Samani reiterates the complexities behind cloud migration. He comments: “Obviously, that suggests that there is still an appetite [for cloud] but there’s a discrepancy between desire and actually [making it happen] Because the reality is moving to the cloud isn’t easy. In certain scenarios, it might be straightforward for certain things like migrating something down to the SAS but the reality is that it requires a significant amount of governance and due diligence required on behalf of the organisation.”
Is it the fault of the customer?
“The reality is in cloud computing, we see organisations of people migrate outsources over to cloud services with the belief that absolutely absolves them of any risk or any concerns,” Continues Samani.
However, in an IT world, people are very aware of the security protection that is needed in the cloud. When asked at a private conference what needs to be done outside of an IT world to make sure people are protected, the experts suggested that not only do we need to take on more responsibility in general but in a growing technologically focused world, we need to have more focus on IT security in general.
“There are many things that we can do. Actually, we should share responsibility more, because I think, as a vendor, we have responsibilities to start to create or to develop new axes that make it simpler and more intuitive to be able to secure systems right. I think there is a responsibility for us, as vendors, to create guides around how you set up the infrastructure and how you protect yourself against these environments.”
“But then, it’s a responsibility for organisations and consumers themselves to start to take those configuration guides and influence. For example, if you’re a parent and you’re giving your kids a mobile phone at Christmas. You can do parental controls, and that’s the same concept and so every single person has that level responsibility…ultimately you own the risk…I think that’s the time right to take reasonable measures to implemented appropriate organisational and technical controls and so did you do everything within reason to be able to implement that”
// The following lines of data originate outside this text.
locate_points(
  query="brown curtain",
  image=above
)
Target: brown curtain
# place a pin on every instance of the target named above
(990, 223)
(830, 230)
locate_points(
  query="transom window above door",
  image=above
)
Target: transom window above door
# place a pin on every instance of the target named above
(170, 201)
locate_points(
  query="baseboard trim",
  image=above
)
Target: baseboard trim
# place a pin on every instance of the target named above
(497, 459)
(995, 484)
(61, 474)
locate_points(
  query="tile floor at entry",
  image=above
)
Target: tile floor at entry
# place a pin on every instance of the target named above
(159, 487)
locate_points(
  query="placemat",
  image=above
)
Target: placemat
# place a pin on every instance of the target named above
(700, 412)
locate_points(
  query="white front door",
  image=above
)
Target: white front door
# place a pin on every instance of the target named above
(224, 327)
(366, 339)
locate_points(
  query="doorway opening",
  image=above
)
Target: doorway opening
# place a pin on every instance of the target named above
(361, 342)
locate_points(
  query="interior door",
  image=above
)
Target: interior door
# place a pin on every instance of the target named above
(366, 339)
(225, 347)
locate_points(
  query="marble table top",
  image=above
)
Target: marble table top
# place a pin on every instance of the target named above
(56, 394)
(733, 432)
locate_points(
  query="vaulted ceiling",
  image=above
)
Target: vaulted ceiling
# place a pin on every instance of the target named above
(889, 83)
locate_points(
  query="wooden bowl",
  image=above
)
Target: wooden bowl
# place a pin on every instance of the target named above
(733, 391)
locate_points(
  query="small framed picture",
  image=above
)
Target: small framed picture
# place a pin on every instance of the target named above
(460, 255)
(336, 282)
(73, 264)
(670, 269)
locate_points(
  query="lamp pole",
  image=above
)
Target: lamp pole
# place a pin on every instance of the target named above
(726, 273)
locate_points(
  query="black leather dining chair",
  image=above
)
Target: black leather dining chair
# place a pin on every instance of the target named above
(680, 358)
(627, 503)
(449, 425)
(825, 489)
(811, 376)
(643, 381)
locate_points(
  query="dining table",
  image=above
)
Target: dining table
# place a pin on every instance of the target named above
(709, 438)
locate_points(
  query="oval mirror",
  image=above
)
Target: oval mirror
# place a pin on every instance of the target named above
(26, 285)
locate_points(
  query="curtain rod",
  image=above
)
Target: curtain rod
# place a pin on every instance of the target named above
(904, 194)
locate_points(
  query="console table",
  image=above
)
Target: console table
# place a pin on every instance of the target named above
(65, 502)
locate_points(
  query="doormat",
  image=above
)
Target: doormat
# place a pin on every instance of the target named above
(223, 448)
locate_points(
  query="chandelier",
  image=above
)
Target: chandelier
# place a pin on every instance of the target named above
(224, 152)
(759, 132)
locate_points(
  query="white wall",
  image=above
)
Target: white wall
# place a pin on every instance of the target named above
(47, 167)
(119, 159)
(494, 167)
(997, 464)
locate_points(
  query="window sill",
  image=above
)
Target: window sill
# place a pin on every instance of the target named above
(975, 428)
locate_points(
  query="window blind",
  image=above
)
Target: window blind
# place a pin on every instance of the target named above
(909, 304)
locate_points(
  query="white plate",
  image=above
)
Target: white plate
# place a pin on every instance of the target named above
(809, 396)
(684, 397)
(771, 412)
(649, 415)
Adding to this, the fellow says we need to be teaching children about protection from a young age “Educate people with realistic stories of getting it wrong to ensure that they realise that everyone needs to be involved. And we need to help bring in other developers from governance, risk and compliance to everyone else.”
The impact of biometrics
When asked biometrics will play a role in security, Hawthorn responded:
“We have now this toolkit, which is a technology that allows you to be able to integrate multi-factor authentication within a wider environment. I think two-factor authentication will be used. Then, of course, you’re going to see the adversary kind of respond and actually. not everything should require two-factor and is going to be based upon the context of the asset that you’re trying to protect.”
He added: “But then, of course, you’re going see the adversary response, and you’re going to see the use of the technology to be able to bypass facial biometrics. And then you’re going to see the industry respond by creating defect detection capabilities to be able to bypass the adversarial machine learning models that they’ve implemented to be able to bypass the two- factor, and they because then they’ll have to respond and will have to respond so like this is that game of cat and mouse we’re going to have to play.”